Sea como fuere, nos esforzábamos para cuidarlos, y no estábamos precisamente faltos de médicos ni de enfermeras, pero sí de material médico.

Recogimos una buena cantidad de leña en la selva y encendimos unas hogueras, con la esperanza de que algún piloto que sobrevolase el mar tropical las divisara y viniese a preguntarnos si podía sernos de ayuda. Pero no apareció nadie, a pesar de que las hogueras ardieron durante toda la noche.

Con los jirones de los chalecos salvavidas, levantamos unos cuantos toldos bajo los cuales nos resguardamos para dormir. Llovía de vez en cuando, y aunque el agua que caía del cielo era templada, a la larga resultaba desagradable; nada que ver con una ducha fresca en el baño de un hotel tras un día caluroso.

Absorbidos por nuestras actividades, el tiempo se nos pasó volando y nos sorprendió un poco cuando la primera patrulla regresó de la expedición, dos días después de su partida. Se trataba del grupo que había recorrido la línea de la costa hacia el este. Habían caminado durante dos días enteros y no habían visto nada digno de mención: la playa era muy ancha en algunos tramos, mientras que en otros la selva se extendía hasta la misma orilla del mar. Arrecifes y ensenadas, unos tras otros. Nada digno de mención.

El segundo grupo se había dirigido hacia el oeste, es decir, en la misma dirección por donde yo había estado vagando con anterioridad. Tampoco ellos habían encontrado ninguna señal de presencia humana, pero observaron que en aquella zona la selva era algo menos espesa y pensaron que tal vez allí crecieran cocoteros. Habían visto una tortuga marina de gran tamaño y numerosas huellas dejadas por otros ejemplares. Esta noticia nos animó a todos de inmediato.

Una de las dos patrullas enviadas a la selva regresó esa misma madrugada. Traían consigo varias cargas de frutas exóticas y un par de jabatos recién nacidos. Con gran entusiasmo, nos contaron que habían intentado cazar una hembra de gran tamaño, pero sin resultados. A la jabalina, sin embargo, no le había quedado más remedio que huir, dejando a sus jabatos a merced de los cazadores sin escrúpulos. Ya se habían zampado uno y los otros dos los traían ya desollados, pues se trataba de la patrulla del cuchillo. Descuartizamos los jabatos y los devoramos en menos que canta un gallo. A cada uno de nosotros le tocaron unos gramos de carne que llevarse a la boca.

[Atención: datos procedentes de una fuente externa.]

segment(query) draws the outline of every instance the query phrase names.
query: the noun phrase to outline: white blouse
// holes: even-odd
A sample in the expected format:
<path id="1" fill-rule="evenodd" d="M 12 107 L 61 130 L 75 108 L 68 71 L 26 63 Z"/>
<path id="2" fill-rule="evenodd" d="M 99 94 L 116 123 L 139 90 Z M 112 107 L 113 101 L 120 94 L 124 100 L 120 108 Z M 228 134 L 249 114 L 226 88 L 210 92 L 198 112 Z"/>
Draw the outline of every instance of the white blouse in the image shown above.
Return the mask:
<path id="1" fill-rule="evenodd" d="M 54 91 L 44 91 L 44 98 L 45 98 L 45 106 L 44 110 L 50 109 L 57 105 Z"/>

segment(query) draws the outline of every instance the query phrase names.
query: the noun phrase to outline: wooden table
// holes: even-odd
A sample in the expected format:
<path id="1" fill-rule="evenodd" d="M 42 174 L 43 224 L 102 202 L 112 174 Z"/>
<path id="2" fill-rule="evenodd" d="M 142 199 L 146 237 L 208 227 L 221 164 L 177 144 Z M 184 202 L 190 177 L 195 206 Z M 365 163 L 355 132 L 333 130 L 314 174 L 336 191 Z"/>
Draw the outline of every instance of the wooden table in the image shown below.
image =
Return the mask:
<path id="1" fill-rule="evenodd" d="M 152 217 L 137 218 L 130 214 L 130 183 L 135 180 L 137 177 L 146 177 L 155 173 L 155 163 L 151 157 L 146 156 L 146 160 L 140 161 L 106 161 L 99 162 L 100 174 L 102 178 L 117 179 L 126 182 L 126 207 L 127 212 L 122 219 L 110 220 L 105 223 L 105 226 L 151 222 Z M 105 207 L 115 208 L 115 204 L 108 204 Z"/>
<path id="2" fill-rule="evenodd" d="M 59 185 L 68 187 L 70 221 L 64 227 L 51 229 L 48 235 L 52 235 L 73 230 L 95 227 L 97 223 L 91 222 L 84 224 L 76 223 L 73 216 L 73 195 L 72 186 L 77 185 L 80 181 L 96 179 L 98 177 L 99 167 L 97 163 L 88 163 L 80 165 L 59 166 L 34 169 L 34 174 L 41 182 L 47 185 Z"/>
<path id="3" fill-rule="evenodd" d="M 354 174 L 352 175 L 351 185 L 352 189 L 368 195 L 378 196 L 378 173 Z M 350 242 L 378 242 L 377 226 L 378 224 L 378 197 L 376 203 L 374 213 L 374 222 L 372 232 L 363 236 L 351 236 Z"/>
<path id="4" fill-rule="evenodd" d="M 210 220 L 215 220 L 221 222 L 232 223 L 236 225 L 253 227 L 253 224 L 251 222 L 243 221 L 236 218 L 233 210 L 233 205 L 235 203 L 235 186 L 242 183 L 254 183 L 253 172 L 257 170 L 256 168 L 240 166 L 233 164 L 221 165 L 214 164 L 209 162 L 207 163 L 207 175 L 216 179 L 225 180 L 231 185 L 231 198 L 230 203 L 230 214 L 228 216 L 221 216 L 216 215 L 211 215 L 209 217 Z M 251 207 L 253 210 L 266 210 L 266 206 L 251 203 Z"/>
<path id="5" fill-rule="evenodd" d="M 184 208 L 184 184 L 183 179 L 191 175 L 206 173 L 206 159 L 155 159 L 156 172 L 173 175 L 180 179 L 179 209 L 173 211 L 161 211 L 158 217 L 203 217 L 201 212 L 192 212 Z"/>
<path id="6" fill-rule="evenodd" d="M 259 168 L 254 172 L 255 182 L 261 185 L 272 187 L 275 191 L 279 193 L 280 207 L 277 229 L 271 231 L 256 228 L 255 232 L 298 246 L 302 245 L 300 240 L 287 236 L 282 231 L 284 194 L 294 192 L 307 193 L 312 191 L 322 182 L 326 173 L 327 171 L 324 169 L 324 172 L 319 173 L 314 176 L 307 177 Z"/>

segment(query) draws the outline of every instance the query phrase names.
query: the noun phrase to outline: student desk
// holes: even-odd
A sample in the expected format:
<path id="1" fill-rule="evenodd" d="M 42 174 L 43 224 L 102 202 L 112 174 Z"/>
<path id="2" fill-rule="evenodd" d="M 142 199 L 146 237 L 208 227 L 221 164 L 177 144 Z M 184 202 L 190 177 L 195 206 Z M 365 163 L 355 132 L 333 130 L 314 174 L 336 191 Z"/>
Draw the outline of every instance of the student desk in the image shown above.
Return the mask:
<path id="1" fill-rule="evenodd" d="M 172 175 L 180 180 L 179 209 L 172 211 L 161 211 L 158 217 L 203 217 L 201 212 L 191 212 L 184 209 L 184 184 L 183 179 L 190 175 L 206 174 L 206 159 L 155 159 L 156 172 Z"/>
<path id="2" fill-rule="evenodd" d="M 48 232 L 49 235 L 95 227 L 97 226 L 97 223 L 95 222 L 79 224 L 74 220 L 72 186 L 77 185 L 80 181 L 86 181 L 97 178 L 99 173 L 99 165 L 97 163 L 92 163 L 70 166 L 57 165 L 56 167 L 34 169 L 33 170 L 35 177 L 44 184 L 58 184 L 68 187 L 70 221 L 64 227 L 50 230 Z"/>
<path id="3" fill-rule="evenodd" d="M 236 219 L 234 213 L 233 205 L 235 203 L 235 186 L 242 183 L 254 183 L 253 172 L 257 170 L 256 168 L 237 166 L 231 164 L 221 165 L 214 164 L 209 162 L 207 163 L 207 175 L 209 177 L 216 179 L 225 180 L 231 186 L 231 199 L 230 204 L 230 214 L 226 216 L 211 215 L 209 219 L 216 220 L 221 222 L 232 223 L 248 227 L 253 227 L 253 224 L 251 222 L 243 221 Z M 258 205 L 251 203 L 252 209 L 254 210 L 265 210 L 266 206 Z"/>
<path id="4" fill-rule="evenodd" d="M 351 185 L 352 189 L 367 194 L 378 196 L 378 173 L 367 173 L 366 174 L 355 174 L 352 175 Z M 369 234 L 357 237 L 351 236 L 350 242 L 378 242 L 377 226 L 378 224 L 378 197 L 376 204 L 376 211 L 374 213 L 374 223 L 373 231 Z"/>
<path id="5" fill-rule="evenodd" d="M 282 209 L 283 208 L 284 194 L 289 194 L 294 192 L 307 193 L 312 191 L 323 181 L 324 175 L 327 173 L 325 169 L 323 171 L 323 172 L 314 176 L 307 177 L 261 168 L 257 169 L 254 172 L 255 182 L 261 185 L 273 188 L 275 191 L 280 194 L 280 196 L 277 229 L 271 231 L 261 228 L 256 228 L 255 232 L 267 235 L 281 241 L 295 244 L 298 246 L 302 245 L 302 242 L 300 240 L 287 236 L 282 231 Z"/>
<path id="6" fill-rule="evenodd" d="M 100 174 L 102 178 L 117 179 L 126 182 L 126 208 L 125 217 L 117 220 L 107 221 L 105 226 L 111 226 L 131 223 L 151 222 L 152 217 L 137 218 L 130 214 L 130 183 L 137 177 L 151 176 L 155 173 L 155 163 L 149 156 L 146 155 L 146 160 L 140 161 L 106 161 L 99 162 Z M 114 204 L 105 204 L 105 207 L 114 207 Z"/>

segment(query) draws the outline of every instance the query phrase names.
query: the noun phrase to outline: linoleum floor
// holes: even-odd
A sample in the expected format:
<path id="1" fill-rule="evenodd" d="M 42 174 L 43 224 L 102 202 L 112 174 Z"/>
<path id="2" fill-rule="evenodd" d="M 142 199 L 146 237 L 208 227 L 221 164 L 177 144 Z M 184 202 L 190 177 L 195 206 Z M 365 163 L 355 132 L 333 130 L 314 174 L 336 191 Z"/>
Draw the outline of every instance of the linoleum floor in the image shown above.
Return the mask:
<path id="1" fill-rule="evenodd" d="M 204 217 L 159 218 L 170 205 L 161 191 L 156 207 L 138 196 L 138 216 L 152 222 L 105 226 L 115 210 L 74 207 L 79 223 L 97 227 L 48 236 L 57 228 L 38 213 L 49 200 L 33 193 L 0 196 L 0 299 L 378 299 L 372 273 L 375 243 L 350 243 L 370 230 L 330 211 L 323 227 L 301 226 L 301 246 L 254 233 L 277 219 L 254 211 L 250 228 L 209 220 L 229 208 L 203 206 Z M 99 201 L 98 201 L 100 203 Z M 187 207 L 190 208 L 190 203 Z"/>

La última patrulla se estaba retrasando mucho y empezamos a temer que estuviera en dificultades. Nuestros temores no eran injustificados. En las profundidades de la selva se habían topado con una serpiente venenosa que había mordido en el pecho a un técnico forestal finlandés. El pobre hombre sufrió un fuerte envenenamiento y hubo que cuidarlo durante todo un día antes de que fuera capaz de recuperarse y regresar con ellos a la playa. Una joven enfermera sueca lo había sometido a mil y un tratamientos, puede que incluso algún que otro encantamiento, pero gracias a ella el hombre se había reanimado. La única información que el grupo había conseguido recabar era que la selva parecía no tener fin.

Así son las cosas en el trópico.

Yo les pregunté si habían visto piedras por el camino y me dijeron que el terreno era a ratos muy irregular. Había agua clara en la superficie pantanosa, pero debajo también había suelo duro, y entre ambos, una capa espesa y húmeda de turba negruzca. Seguro que encontraríamos piedras, si nos tomábamos la molestia de buscarlas.

Les respondí que la próxima vez que alguno de nosotros fuese a la selva, estaría bien que a la vuelta se trajese alguna piedra lisa de buen tamaño para poder afilar el hacha y el cuchillo, que ya empezaban a embotarse.